Cuando desalojaron el campo de los Dos Gemelos, Miguel se instaló en el campo de Del Campillo y ahí permaneció años hasta que su cuerpo ya no fue apto para las tareas del campo, y vendió su parte, compró una casa pequeña en un barrio y ahí siguió su vida en soledad, siempre con la palabra amarga en su boca, imposible de socializarlo, de sacarlo de su ostracismo voluntario.  Sería bueno saber si acaso, ya en la ancianidad, recuerda aún esos mensajes radiofónicos vívidos, si acaso fueron ellos los que le sostuvieron la existencia.

De todos los hermanos, seis para ser precisos, es con quien menos frecuentamos, apenas nos une estas historias de Radio, con seguridad él las explayaría más, completaría con textos de su invención:  haciendo esfuerzo de memoria, rescatamos otros textos, la presentación de los locutores de los programas radiales destacados, como el Glostora Tango Club o  la Revista Dislocada.  No hay recuerdo de un relato de Fioravanti, pero es seguro que en esas siestas de domingo en la soledad del cuarto, el futbol le entrara por la voz del relator más famoso de su tiempo. Habrá que ver en ese entonces cuáles eran los más famosos y uno lo ve ahí, estirado con su largura y robustez en el camastro de la pensión dejando que la vida le entrara por la voz de la radio, esa compañía insustituible de los solitarios o los ausentes, o los dolidos.
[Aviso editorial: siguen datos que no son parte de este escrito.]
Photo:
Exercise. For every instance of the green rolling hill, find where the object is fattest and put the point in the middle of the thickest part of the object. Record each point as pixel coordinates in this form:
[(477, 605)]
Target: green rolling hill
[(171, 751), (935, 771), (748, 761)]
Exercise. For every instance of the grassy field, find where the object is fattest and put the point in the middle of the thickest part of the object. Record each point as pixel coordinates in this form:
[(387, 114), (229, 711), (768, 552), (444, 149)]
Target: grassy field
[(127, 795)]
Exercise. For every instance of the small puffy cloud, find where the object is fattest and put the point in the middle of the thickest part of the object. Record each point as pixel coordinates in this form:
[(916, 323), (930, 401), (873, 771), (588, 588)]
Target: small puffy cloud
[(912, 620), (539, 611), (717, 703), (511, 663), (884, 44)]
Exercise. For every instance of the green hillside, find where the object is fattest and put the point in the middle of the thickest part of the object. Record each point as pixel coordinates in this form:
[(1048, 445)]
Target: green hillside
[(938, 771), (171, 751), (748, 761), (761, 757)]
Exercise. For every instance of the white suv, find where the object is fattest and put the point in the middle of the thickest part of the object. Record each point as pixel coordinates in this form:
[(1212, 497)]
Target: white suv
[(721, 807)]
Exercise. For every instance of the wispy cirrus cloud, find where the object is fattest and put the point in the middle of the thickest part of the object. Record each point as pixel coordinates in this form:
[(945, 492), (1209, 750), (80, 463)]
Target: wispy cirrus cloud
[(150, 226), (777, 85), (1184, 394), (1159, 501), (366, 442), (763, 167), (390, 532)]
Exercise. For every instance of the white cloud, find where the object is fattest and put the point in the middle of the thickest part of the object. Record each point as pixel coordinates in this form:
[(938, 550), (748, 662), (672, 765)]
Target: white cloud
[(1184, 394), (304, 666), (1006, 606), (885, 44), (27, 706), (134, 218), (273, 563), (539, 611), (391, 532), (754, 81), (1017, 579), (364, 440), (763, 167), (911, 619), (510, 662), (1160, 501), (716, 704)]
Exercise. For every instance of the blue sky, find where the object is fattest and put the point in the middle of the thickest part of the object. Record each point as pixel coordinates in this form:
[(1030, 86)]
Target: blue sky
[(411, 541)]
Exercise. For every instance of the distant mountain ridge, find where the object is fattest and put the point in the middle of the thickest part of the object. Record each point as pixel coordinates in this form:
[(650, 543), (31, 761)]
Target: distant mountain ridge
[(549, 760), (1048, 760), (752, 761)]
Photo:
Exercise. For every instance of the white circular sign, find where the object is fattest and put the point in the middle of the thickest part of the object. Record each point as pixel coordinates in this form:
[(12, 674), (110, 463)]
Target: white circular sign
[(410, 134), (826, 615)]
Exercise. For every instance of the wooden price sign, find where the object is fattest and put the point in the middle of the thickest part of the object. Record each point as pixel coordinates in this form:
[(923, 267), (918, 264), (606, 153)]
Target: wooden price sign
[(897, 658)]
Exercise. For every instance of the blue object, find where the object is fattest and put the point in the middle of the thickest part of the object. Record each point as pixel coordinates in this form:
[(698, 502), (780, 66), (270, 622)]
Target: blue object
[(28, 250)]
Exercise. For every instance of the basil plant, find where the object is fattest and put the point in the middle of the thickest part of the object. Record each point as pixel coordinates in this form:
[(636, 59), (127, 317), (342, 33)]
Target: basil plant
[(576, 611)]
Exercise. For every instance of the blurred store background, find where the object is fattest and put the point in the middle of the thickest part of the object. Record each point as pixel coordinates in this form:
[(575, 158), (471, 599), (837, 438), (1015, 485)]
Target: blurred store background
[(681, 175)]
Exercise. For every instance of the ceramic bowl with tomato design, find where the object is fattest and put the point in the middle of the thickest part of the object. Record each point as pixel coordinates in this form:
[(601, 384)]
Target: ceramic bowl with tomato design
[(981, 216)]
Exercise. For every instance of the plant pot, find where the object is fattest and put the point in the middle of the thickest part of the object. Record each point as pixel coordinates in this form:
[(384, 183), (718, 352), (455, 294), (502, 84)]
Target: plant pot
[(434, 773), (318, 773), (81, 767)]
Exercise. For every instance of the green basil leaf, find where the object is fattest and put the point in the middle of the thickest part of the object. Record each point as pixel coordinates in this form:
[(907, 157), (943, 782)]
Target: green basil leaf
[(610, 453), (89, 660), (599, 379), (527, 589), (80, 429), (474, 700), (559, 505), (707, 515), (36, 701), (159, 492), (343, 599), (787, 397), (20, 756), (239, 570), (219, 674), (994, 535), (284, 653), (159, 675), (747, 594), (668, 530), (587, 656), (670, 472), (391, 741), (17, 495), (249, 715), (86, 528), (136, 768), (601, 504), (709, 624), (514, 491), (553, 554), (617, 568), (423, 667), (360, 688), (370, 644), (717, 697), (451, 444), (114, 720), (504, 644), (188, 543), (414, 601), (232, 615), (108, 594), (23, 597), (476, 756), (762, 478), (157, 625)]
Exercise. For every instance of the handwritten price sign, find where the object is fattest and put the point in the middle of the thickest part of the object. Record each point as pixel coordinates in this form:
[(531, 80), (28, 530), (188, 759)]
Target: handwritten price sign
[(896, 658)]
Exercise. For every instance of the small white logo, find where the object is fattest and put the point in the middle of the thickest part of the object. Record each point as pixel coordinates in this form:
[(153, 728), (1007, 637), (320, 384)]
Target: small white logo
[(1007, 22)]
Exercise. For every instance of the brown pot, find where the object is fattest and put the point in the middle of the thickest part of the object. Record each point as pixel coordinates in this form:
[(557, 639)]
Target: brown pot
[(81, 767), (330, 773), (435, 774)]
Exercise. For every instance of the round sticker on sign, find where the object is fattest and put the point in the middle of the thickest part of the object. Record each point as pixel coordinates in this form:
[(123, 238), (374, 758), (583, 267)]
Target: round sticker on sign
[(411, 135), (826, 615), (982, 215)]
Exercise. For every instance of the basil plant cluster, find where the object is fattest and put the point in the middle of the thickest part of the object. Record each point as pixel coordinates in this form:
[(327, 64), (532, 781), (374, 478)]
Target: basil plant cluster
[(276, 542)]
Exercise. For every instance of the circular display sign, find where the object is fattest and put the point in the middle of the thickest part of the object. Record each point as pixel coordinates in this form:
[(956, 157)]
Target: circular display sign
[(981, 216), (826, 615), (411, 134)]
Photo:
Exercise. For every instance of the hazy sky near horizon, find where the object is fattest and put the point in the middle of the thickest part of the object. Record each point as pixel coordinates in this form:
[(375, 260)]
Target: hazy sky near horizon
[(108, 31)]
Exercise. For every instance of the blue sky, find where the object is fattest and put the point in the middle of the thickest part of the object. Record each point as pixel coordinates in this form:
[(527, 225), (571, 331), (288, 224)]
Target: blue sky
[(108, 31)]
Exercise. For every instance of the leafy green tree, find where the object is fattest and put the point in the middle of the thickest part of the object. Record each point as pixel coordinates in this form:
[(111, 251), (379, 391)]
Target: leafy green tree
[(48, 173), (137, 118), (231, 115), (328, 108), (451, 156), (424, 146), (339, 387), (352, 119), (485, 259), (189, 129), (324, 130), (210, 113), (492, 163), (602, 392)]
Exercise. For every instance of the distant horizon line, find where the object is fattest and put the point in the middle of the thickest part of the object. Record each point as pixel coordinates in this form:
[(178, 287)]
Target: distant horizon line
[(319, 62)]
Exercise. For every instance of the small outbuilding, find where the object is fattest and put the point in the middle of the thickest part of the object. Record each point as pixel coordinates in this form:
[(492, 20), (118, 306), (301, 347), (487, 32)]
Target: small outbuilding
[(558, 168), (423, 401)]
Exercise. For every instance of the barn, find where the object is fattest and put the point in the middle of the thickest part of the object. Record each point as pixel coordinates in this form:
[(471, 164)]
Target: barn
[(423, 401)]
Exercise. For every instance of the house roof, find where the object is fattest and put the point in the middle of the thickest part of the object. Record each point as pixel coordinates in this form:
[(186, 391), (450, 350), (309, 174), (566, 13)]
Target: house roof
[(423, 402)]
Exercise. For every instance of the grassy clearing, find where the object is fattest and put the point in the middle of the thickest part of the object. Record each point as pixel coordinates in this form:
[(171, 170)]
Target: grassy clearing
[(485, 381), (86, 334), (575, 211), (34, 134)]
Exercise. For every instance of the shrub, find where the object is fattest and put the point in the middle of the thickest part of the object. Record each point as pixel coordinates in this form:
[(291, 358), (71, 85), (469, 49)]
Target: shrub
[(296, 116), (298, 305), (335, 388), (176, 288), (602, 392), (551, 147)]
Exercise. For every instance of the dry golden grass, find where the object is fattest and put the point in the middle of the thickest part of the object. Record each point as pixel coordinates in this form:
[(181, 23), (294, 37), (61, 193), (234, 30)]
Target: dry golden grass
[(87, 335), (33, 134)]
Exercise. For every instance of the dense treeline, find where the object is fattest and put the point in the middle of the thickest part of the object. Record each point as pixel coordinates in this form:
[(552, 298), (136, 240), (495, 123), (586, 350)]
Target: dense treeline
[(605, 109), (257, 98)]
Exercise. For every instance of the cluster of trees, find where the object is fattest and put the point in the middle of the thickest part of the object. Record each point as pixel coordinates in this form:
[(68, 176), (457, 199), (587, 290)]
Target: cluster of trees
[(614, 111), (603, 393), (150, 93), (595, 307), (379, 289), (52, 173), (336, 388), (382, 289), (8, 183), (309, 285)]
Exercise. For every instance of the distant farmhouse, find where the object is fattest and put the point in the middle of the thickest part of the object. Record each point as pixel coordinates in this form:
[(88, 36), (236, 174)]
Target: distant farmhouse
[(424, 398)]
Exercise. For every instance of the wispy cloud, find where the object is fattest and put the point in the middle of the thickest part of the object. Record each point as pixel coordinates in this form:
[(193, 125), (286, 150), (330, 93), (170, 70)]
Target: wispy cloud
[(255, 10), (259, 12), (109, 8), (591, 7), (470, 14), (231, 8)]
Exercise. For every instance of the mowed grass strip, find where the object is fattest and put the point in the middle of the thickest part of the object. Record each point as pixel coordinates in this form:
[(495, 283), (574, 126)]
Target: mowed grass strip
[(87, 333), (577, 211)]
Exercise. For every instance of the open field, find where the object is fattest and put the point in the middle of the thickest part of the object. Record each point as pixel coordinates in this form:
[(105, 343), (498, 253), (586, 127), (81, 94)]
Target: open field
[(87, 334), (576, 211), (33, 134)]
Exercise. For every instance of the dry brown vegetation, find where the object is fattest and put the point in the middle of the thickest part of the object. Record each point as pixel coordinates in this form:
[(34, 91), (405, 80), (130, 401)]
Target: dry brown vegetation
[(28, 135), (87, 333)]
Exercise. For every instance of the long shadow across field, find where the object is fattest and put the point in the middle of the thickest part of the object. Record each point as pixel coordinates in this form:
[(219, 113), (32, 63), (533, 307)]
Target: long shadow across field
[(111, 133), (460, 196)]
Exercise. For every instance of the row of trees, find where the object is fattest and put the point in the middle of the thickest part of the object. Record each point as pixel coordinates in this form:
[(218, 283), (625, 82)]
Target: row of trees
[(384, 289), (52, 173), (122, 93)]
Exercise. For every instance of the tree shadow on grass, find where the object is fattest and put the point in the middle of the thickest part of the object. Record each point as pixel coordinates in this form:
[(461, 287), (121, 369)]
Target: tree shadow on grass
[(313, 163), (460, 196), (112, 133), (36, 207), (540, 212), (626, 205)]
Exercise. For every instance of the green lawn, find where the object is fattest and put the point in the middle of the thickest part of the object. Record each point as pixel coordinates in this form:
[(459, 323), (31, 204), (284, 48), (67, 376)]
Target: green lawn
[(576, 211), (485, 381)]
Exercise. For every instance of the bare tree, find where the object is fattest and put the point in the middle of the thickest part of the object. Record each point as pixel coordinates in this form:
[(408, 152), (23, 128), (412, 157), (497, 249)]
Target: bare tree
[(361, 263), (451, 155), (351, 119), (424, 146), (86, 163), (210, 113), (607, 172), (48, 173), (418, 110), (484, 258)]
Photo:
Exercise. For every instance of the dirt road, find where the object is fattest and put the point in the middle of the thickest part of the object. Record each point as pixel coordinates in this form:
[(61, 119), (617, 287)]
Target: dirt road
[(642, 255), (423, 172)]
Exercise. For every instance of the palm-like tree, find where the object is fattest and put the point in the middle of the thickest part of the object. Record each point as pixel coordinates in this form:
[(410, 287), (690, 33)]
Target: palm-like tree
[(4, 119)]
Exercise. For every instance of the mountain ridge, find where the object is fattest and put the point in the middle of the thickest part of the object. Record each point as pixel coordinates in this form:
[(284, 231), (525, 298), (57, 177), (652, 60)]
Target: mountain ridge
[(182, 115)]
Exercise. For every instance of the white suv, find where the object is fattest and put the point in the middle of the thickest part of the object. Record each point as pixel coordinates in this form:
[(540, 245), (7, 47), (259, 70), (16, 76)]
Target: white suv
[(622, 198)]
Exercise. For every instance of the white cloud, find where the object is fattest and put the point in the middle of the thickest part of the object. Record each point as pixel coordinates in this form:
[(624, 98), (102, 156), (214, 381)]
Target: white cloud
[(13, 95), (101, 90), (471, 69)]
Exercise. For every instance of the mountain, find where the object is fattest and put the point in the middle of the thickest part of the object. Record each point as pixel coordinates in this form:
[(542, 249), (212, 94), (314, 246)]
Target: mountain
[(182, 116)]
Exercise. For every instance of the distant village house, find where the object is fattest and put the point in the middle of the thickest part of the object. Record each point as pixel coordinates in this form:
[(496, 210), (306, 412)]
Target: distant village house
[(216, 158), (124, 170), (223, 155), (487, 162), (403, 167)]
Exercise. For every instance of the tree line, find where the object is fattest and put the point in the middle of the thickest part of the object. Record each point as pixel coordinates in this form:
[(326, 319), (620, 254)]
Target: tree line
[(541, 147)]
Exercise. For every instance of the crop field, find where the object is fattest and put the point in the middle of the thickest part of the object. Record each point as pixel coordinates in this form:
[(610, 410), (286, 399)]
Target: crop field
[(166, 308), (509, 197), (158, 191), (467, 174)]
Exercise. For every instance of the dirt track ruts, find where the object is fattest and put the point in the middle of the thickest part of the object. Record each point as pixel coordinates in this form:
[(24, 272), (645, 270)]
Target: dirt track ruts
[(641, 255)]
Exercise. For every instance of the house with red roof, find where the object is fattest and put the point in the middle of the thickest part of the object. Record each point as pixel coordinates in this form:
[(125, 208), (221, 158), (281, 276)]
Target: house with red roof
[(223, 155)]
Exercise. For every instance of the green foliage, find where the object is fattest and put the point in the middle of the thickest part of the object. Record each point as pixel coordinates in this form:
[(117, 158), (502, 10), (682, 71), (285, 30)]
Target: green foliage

Es una linda historia real como para embellecerla con ficción al tono, porque lo cierto es que no era un revoltoso, como  el Pelado, ni un comunista como el Juancito, ni jovial y bromista como el Alonso, distinto de su hermana Ñata, laburadora, o de la Nena, que no se ensuciaba las manos con las duras tareas del campo y buscaba su príncipe azul en algún veraneante que llegara de la capital. El Miguel era el que recibía de alguna manera la mirada piadosa, el respeto a su silencio, uno se compadecía de su suerte y sabíamos que de ahí no saldría jamás.

Y a decir verdad no sabría juzgarlo en sus pensamientos o ideas, como a cada uno de los demás, cada cual con sus posturas diferentes, su actitud distinta frente a los avatares de la vida.